I usually take my foot and scrap the ground in front of the decoy to simulate a bird feeding. Works for me.


----------



## nodakoutdoors.com (Feb 27, 2002)

By the way, Mav and Maddy filled this morning so they'll normally come regardless.

Ah yes, real life examples at work.


----------



## tb (Jul 26, 2002)

I can hardly believe there's open water over there.


----------



## nodakoutdoors.com (Feb 27, 2002)

It maybe a new trend???

The birds rotate as they feed, always keeping birds on the roost and keeping the water open. You'd be surprised how many roosts still have birds doing this...even in the really cold temps.


----------



## Maverick (Mar 4, 2002)

I agree!!!They will come back....We made proof of that theory today! Although we only needed six, they didn't leave the water until 10:30am.
and seriously get some of that fake snow that you can spray on your blinds and you'll be VERY impressed with how well you will blend in!!!!

Mav....


----------



## FACE (Mar 10, 2003)

Already fake snowed the blind.. looks awesome!!! .97 cent a can at Wally-World and three work perfectly! Unfortunately there was not one bird in the sky!!! Set up at 11:30 and then drove two miles away where they roost and sure enough there were at least a thousand geese there so I went back to the blind from 1:00 till sunset and nothing at all! I called the folks who drove by the roost at 2:00 and they saw only five or six geese left on the pond! Where did they go? Does the new snowfall screw with them that much? Or do they know that I must be hunting in their field?!!!!!!

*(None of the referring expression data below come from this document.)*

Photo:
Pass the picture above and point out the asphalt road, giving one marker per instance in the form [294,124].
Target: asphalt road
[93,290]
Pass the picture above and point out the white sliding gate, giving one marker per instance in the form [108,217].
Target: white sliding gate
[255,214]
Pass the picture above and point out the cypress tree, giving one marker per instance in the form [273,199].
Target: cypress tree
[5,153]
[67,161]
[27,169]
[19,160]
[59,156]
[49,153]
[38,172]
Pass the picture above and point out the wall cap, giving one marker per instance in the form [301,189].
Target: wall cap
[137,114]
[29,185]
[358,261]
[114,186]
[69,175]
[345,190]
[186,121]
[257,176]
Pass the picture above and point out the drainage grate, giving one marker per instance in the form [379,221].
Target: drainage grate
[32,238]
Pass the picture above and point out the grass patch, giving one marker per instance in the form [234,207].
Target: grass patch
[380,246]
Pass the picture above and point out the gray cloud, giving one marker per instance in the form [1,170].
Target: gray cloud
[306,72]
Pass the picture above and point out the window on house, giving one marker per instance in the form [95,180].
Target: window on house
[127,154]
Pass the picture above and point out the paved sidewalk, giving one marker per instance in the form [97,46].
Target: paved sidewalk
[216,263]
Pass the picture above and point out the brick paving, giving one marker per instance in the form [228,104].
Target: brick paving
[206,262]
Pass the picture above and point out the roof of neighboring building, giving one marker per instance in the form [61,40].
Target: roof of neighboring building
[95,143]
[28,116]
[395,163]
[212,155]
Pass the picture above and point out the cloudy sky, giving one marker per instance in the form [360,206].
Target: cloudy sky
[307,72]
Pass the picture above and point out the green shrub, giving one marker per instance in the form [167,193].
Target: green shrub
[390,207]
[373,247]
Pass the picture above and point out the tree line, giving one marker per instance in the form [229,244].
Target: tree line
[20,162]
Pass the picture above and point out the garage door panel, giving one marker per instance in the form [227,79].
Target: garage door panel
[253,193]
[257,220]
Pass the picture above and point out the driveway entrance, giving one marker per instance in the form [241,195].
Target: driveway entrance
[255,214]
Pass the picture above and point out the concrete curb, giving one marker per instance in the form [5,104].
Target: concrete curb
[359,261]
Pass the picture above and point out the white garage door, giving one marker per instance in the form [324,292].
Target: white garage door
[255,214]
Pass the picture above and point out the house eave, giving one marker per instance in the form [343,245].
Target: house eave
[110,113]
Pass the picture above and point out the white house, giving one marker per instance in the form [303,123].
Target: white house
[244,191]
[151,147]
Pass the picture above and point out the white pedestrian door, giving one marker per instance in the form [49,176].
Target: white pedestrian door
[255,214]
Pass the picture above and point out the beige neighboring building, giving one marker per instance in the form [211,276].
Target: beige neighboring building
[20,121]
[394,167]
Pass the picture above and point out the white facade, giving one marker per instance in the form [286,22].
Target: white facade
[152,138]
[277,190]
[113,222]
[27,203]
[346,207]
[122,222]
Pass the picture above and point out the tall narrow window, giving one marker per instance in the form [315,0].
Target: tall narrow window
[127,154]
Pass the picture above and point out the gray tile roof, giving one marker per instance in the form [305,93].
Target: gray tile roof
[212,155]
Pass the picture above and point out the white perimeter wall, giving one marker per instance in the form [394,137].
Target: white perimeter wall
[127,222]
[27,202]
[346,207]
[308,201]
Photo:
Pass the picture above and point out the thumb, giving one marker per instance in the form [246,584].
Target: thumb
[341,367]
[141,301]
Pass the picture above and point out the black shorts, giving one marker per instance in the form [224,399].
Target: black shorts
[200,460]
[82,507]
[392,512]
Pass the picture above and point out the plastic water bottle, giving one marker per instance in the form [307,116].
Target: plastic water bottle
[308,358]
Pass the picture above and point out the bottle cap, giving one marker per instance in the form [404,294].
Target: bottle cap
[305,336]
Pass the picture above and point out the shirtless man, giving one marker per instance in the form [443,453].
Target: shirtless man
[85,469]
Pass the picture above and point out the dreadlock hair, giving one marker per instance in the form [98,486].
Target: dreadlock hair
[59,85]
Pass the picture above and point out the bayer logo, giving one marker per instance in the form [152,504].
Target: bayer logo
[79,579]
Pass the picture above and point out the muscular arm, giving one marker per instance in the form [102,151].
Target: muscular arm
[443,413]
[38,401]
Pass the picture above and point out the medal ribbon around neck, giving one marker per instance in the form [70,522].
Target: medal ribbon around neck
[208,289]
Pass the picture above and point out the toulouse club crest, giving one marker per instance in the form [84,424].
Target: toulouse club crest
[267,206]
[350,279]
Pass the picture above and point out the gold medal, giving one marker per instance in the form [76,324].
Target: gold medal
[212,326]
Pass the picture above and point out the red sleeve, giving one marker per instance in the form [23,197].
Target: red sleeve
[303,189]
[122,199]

With these kind of experiences, it's no wonder why I am grouse hunting tomorrow!!!!!!!!!!!!!!!
FACE


----------



## walker870 (Aug 25, 2003)

Just read Chris article on blinds and the Christmas tree snow. We have been using this for about two years now. I have tried everything to make our blinds look like snow for about five years. The $1.00 can of snow has worked the best. We will be hunting in the snow again in the morning in Minnesota. We have the same problem as some of you guys are talking about with the geese moving from field to field. We beleive that they are having trouble finding enough food in these fields, now that the snow covers is on them. Chris also made a very good point about moving the snow in front of your decoys to make them look like they are feeding and moving around in the field. This late season hunting can cause problems if you aren't moving around alot. We hunt one field one day and hunt another the next day. This is what the birds are doing so we are doing the same thing they are doing. We will be hunting areas so close to the Twin Cities that most people have not even looked at. You have do a lot of scouting. Finding the farmer who owns the land is a little bit easier here. The farms aren't as big as in ND. Saturday will be our second season which we can now shoot 5 geese per guy. They want us to help with the growing numbers. Then next week is the opening of the second season in Rochester,MN This roost has about 20,000 geese using the lake and gravel pit around Rochester. We do have great Goose hunting here but Duck hunting is still very poor during the year. I know the Nd crew would have great time down here from all the reading about the good goose hunts you guys have had this year.


----------



## FACE (Mar 10, 2003)

Walker

Be careful about hunting around Rochester! There limit is always two geese not five. I hunt west of Highway 57(five bird zone,Dec 6) by Mantorville and the geese seem to use any field within 16 square miles north of the roost. there is plenty of corn under the snow which is almost melted again so I think I will utilize a field in their direct path closer to the roosting pond and hopefully be able to suck them in!!! :lol:


----------